Night Man is almost immediately struck by lightning, which sadly does not fuse his saxophone to his lips so that he becomes a jazz monstrosity, and racks up a lifetime of tired nurses explaining to horrified newbies that one ♪DOOT♪ means Sax-face is hungry while two ♫BLATS♫ is for ‘full diaper.’
Instead, the accident grants Johnny psychic powers. Well, psychic power. You see, now his brain is tuned to the frequency of evil, like evil is a radio station and Night Man is a knob in the other sense of the word. I’m not making any of that up — the creator of Night Man is barely making that up. That only technically counts as imagination, and would earn you a C- on Reading Rainbow even though none of the other children are getting a grade.
Here’s the face Night Man makes when he listens to KEVL.
He looks like you just told him for the very first time that some letters can represent numbers. He looks like the news just broke into Baywatch to announce that the president cancelled surfing. That’s the expression you’ll find on every personal trainer’s face when you tell them you’re not interested in a free session.
‘Evil frequency detection’ is his only innate power, but you will still see Night Man flying, going invisible, and firing lasers because at least one producer realized ‘fuckably dumb dude discovers the concept of subterfuge’ only worked for Burn Notice. The whole pilot revolves around Night Man gaining his superpower, then immediately using it to go after a suit that gives him better superpowers. And it’s the suit that really draws the Batman comparisons Night Man is in no way prepared to make. Johnny Domino is clearly supposed to be a suave Bruce Wayne-like figure, but his every expression is ‘unfrozen caveman encountering robot dog’ and he drives a Plymouth Prowler: The official car of regret.
Prowlers were only bought by paunchy old white men in the early stages of dementia who’d temporarily forgotten what cool looked like but still felt pressured to take a hasty guess. Prowlers look like John Waters turned into a car, Turbo Teen-style, but lost all of his charm in the transition between man and machine.
Hyping up the Prowler as a bitchin’ new supercar really nails down the window this show operates in: The world was only stupid enough to think Prowlers were cool for like two weeks in the Spring of 1997, and never again, and then so far the other direction that it actually undid those two weeks and I started off this sentence telling you the truth but now it has become a lie.
It’s clear they got that Prowler for free in a promotional deal, because Night Man had a budget of “whatever Hercules: The Legendary Journeys didn’t use” and they might have been… proud of it?
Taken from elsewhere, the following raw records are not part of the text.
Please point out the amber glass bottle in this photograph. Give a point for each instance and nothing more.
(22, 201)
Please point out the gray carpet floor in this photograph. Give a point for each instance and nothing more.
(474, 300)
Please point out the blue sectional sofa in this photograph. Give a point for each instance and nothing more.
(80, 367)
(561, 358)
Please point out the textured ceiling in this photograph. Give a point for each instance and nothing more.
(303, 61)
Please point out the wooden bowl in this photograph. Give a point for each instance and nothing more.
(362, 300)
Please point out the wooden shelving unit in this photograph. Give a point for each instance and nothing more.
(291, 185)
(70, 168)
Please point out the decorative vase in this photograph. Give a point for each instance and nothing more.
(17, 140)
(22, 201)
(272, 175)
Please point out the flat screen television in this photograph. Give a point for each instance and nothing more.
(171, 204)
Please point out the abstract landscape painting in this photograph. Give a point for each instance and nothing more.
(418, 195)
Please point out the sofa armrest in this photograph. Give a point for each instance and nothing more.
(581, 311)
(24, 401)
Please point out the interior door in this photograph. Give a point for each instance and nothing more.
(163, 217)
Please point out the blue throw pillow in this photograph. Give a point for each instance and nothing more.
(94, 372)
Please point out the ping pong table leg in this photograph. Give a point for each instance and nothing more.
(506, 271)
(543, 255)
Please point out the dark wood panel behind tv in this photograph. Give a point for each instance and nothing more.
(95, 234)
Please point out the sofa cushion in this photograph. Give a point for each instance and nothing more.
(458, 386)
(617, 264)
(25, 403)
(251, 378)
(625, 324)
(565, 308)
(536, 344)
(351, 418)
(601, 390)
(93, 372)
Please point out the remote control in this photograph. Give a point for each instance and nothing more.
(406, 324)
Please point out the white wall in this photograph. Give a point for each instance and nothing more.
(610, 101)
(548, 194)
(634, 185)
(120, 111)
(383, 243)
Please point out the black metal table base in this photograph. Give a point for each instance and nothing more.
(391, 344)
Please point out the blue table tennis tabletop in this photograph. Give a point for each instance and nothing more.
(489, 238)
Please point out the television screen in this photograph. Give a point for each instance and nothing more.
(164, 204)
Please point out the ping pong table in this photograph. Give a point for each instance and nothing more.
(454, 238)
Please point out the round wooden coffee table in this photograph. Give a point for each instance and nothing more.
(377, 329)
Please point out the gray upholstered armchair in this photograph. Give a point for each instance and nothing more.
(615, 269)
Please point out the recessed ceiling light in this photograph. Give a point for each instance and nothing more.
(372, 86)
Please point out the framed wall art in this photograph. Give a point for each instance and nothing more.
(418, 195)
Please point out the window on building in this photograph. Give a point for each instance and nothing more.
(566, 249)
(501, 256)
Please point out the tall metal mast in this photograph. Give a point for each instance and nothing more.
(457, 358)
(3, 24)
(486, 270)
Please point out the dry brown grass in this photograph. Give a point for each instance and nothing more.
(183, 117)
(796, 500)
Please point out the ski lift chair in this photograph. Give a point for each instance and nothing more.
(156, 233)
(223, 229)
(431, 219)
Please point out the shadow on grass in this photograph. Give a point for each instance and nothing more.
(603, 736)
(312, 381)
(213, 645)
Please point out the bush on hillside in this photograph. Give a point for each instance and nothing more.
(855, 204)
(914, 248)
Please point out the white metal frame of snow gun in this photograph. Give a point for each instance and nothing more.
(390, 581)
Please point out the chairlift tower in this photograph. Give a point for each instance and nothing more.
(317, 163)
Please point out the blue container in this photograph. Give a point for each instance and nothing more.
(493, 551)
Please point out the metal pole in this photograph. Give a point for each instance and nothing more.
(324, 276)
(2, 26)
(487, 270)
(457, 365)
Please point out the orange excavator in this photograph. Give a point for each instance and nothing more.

Most other shows in the ‘90s had just discovered two things: CGI and the fact that they had no budget for CGI. Most of their rendered abominations were backgrounded, blurred, darkened — Night Man had no such shame, which should surprise none of us after Hunk McPecs answered a phone in a towel then hopped in a Prowler.
Here’s Night Man bringing its fire to the pilot episode:
That would earn you a “Pass” on your proof-of-concept midterm in a computer animation class held by the Night School program at your local YMCA, and Night Man is so proud of it. It’s almost touching. It’s like they couldn’t bear to hurt the feelings of the special effects department, who might have failed out of ‘coloring time’ in kindergarten but it never stopped them from trying. It is very weird how prominently and unnecessarily Night Man uses CGI — they set their show in San Francisco then filmed it in Canada and rendered every set piece in the barn-studio of Bulgaria’s lowest bidder.
It doesn’t surprise me that Night Man couldn’t afford stock footage of the Golden Gate Bridge, but it does surprise me that they couldn’t even afford “overhead establishing shot of railing and water.”
You couldn’t afford to be on any bridge? You couldn’t even afford to put a bannister next to a river? Maybe you shouldn’t be making a show then, Night Man. Maybe you should be saving up for the bulk box of Hot Pockets — yes, it sucks that they only have Philly Steak and Cheese, but it saves you 20 cents per Pocket and you can use those savings to buy the film rights for a better Malibu franchise.
Night Man has the craziest priorities in both budget and writing. He hardly ever uses his powers for Nightmanning — he’ll fly to a crime but not during one. He’ll shoot a laser to knock down a ladder so he can climb a building to punch a guard even though he has a laser and can also fly. Night Man reserves his powers exclusively for mundane insanities, like creating a holographic duplicate of himself playing saxophone and then abandoning it:
Really, the only subpar ‘90s staple this show is missing is…
David Hasselhoff agreed to be the central villain of Night Man’s two-part pilot on two conditions: One, that he only has 14 seconds of screen time and two, that nobody mentions his character exists, even when they’re talking to him. I don’t think he even has a name, and he does less than nothing before he dies. Hasselhoff shows up at the very end of Night Man to say one and a half things, then be thrown out a window in a way that makes it look like he slipped on a rollerskate they didn’t have to CGI, but also couldn’t afford to.
And the show ran for two seasons!
So the answers to the questions I know you’re asking right now are “yes, I will be writing about Night Man again,” and “no, I won’t stop just because this column doesn’t do well,” and “yes, this is how I’m going to be for the duration of the site, even if you threaten to quit paying me because of it.”
I will absolutely sacrifice my own financial stability just for the chance to dunk on Malibu some more. I’m not the hero you need, but I’m sure as shit the hero you deserve.